Bobo Yéyé: Belle Époque in Upper Volta is one of Numero’s most obsessively assembled artifacts, and given their high standards, that’s saying plenty. While many labels release varied, excellent portraits of music from the African continent, Numero’s project illustrates a particular place and time that laid the foundation for an entire people to build a nation.
320 kbps | 117 MB | UL |
Brian Eno has announced a new ambient album called Reflection. It’s out January 1, 2017 via Warp. Reflection, which is one 54-minute track, follows The Ship, which Eno released earlier this year.

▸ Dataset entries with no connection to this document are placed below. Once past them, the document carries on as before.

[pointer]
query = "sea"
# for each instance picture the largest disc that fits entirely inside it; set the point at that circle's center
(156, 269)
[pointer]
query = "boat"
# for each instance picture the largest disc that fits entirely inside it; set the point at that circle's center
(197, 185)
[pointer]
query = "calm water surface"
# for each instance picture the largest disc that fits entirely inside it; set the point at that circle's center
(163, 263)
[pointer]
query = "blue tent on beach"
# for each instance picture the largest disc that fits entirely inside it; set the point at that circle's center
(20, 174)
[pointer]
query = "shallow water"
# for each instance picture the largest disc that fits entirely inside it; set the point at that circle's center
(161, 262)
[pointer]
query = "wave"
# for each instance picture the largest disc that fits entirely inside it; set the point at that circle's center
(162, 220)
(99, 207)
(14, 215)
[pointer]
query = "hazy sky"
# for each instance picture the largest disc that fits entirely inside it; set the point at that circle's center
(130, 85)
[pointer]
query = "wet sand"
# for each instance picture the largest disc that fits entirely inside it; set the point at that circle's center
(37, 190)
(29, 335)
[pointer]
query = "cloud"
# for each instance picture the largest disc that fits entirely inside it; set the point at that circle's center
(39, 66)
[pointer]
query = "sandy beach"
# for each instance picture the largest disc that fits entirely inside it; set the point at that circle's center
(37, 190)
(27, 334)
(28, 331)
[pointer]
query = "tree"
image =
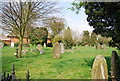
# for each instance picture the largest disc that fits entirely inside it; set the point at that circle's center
(38, 35)
(76, 37)
(68, 40)
(86, 38)
(17, 17)
(93, 39)
(102, 19)
(55, 25)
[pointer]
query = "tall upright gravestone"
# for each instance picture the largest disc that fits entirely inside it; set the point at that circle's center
(98, 47)
(56, 50)
(115, 68)
(62, 48)
(99, 69)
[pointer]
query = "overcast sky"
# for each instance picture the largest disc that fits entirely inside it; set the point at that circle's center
(77, 22)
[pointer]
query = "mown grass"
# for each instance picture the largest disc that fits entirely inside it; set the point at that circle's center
(74, 64)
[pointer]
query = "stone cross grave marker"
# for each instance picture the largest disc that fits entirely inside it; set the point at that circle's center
(99, 69)
(56, 50)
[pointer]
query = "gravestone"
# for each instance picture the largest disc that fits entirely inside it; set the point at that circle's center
(99, 69)
(40, 49)
(98, 46)
(12, 44)
(62, 48)
(1, 45)
(115, 70)
(56, 50)
(104, 47)
(44, 44)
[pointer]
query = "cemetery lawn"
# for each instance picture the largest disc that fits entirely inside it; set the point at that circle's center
(74, 64)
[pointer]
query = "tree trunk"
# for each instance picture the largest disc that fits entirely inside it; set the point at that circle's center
(20, 47)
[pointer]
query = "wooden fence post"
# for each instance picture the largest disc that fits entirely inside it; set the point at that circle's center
(115, 70)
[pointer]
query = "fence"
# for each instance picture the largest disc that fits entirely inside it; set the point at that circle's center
(115, 71)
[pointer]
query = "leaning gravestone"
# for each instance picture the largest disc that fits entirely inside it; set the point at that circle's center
(62, 48)
(44, 44)
(56, 50)
(12, 44)
(115, 70)
(99, 69)
(1, 45)
(98, 46)
(104, 47)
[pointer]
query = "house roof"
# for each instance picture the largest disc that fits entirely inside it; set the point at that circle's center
(3, 37)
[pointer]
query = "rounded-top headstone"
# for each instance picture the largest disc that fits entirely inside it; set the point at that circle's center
(99, 69)
(56, 50)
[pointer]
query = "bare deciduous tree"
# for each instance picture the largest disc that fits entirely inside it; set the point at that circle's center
(18, 17)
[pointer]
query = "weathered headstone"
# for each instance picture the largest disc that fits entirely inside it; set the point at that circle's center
(99, 69)
(1, 45)
(115, 69)
(104, 47)
(62, 48)
(44, 44)
(12, 44)
(56, 50)
(98, 46)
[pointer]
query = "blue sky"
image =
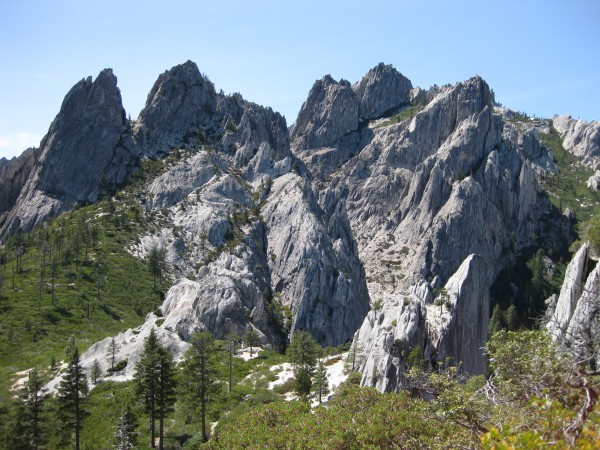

320 kbps | 169 MB | UL | OB | KF | TB | DF
Recorded live at the California Jam Festival, that took place at the Ontario Motor Speedway in Ontario, California on April 6th 1974.
Tracklist
1 Burn
2 Might Just Take Your Life
3 Lay Down, Stay Down
4 Mistreated
5 Smoke On The Water
6 You Fool No One / The Mule
7 Space Truckin’
A1 Mañana
A2 Your Memory
A3 Te Quiero
A4 Noches De Acapulco
A5 Any Way I Can
A6 Contra El Viento
B1 Flamenco Nights
B2 I Don’t Wanna Fool With Love
B3 Shining Star (Estrella Del Amor)
B4 Con Todas Menos Conmigo
B5 Who’s Ever Gonna Love You More
B6 On Y Va
Trío de pop comercial que aparecieron en el Madrid en la segunda mitad de los ochenta formado por Candela Palazón, Montserrat Vega y Susana de las Heras, esta última hermana de la desaparecida Rocío Durcal. Montserrat había formado parte de La Pequeña Compañía.